Obrigada a manter os cabelos alisados a contragosto, ela trabalhou como faxineira e empregada doméstica até os 21 anos. Foi quando decidiu cortá-los bem curtos e virar cabeleireira. E com o seguinte propósito: ajudar mulheres como ela a se orgulharem de seus fios naturais. “Minha história inspira muitas clientes a serem quem elas realmente são”, resume. O primeiro salão foi montado há 31 anos na Tijuca, no Rio de Janeiro, com um investimento inicial de 4.200 reais.

Um banco próprio após um ‘não’

Por sua vez, Fernanda Ribeiro e seu marido, Sergio All, ganharam notoriedade em um universo não exatamente conhecido pela diversidade: o da Faria Lima. Em 2015, o casal fundou o AfroBusiness Brasil, com a missão de ampliar as oportunidades de trabalho e renda para a população negra. A empresa deu origem a mais um negócio de impacto, a Conta Black, da qual Fernanda é a CEO, enquanto All ocupa o cargo de chairman.

O intuito da fintech é facilitar a inclusão financeira da população negra e de outros grupos vulneráveis, enfrentando os desafios da desbancarização no Brasil.
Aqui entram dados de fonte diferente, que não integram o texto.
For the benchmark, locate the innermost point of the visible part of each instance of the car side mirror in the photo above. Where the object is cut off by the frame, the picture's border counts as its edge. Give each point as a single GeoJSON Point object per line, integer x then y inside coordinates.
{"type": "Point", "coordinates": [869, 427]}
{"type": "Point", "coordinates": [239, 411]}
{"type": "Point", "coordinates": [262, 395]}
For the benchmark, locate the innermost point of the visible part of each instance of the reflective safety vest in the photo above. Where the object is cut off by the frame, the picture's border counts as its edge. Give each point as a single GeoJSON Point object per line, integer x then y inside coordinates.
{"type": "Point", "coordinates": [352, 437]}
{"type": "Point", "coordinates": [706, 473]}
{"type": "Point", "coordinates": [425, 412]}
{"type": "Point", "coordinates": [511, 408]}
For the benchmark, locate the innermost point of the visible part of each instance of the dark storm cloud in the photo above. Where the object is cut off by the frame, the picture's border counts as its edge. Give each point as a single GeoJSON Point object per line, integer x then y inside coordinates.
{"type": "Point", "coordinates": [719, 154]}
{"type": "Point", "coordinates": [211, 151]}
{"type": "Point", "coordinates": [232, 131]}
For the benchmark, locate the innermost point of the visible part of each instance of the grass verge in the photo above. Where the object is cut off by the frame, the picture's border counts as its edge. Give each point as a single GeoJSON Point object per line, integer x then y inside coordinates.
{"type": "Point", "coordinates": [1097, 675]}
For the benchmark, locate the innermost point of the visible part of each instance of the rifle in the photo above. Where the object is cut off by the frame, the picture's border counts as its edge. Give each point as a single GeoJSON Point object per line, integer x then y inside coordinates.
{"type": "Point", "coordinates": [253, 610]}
Em outras palavras, a fintech busca reduzir exclusão financeira que afeta as camadas mais vulneráveis da sociedade. Segundo o Instituto Locomotiva, 4,6 milhões de brasileiros adultos não têm conta em banco. Já presente nos 26 estados e no Distrito Federal, a Conta Black alcançou a marca de 60.000 clientes. A maioria das contas pertence a mulheres e a microempreendedores individuais.

A fintech é fruto de um “não” que All recebeu anos atrás. Publicitário e dono de uma agência, ele buscou um empréstimo para renovar equipamentos, mas teve o pedido negado sem qualquer justificativa. O detalhe é que a negativa veio do mesmo banco que administrava a folha de pagamento da agência. Nem ele, um cliente antigo, nem a agência tinham restrições de crédito. “Tudo bem, um dia vou abrir um banco”, resignou-se na época. Essa experiência refletiu um problema maior. “O empreendedor preto tem o crédito negado quatro vezes mais do que o branco, mesmo quando as condições são exatamente as mesmas”, afirma Fernanda Ribeiro. “E muitas pessoas, mesmo sem nunca atrasar uma parcela, recebem um ‘não’ simplesmente porque moram na periferia.”
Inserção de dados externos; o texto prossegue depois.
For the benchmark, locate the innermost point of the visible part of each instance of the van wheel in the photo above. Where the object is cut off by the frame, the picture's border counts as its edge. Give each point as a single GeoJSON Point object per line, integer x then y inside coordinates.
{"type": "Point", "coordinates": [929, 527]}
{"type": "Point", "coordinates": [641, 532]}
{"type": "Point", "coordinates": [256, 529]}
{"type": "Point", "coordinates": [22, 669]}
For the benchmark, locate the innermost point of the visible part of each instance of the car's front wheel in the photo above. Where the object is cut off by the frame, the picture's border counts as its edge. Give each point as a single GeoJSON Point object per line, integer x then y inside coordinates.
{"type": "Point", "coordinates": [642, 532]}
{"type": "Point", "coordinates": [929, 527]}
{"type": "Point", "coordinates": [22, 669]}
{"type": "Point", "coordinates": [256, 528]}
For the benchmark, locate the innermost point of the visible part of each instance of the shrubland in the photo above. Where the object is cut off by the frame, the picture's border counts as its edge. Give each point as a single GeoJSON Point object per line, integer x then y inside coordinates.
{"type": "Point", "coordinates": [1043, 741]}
Fernanda decidiu empreender após enfrentar um burnout. Formada em turismo, ela construiu uma carreira em comunicação e vendas, atuando em duas companhias aéreas e ajudando na criação das experiências de viagem. O esgotamento profissional, segundo ela, foi resultado de um cenário em que, à medida que avançava em sua trajetória, via cada vez menos pessoas que se pareciam com ela nos espaços que ocupava.
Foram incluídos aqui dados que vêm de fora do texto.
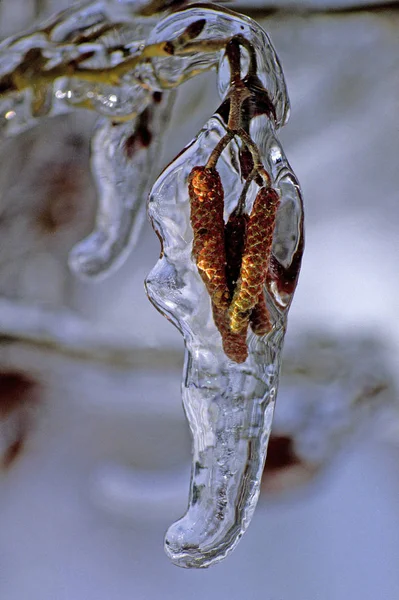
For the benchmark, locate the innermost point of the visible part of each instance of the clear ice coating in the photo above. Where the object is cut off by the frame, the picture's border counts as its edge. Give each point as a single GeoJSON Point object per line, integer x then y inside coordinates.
{"type": "Point", "coordinates": [226, 275]}
{"type": "Point", "coordinates": [86, 57]}
{"type": "Point", "coordinates": [229, 402]}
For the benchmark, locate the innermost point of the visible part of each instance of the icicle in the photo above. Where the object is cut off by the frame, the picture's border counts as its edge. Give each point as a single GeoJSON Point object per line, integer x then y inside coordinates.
{"type": "Point", "coordinates": [229, 385]}
{"type": "Point", "coordinates": [123, 162]}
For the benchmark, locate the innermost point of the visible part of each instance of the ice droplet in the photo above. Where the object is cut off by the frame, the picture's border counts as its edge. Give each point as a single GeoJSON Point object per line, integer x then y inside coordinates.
{"type": "Point", "coordinates": [123, 161]}
{"type": "Point", "coordinates": [229, 405]}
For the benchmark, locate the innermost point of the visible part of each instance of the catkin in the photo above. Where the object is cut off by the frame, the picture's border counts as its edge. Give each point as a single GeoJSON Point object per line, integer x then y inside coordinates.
{"type": "Point", "coordinates": [207, 205]}
{"type": "Point", "coordinates": [234, 344]}
{"type": "Point", "coordinates": [260, 317]}
{"type": "Point", "coordinates": [255, 260]}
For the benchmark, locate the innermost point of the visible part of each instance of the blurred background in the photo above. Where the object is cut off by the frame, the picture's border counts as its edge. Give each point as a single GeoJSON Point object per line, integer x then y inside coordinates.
{"type": "Point", "coordinates": [94, 447]}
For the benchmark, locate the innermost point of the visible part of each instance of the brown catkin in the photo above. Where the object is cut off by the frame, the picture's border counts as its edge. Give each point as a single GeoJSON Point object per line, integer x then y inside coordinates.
{"type": "Point", "coordinates": [256, 257]}
{"type": "Point", "coordinates": [260, 317]}
{"type": "Point", "coordinates": [234, 237]}
{"type": "Point", "coordinates": [207, 205]}
{"type": "Point", "coordinates": [234, 344]}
A empreendedora relata que muitas mulheres que começaram um negócio próprio recorreram à Conta Black. Uma cliente do banco, por exemplo, bateu na porta da instituição em uma situação crítica: devia para uma agiota e o negócio dela ia de mal a pior, com sérias dificuldades financeiras. Com o apoio do AfroBusiness Brasil, ela conseguiu sair daquela situação e, com a Conta Black, passou a dispor de crédito. “Entre gerar lucro e impactar a vida das pessoas, optamos por fazer as duas coisas”, afirma Fernanda, destacando o compromisso social da fintech.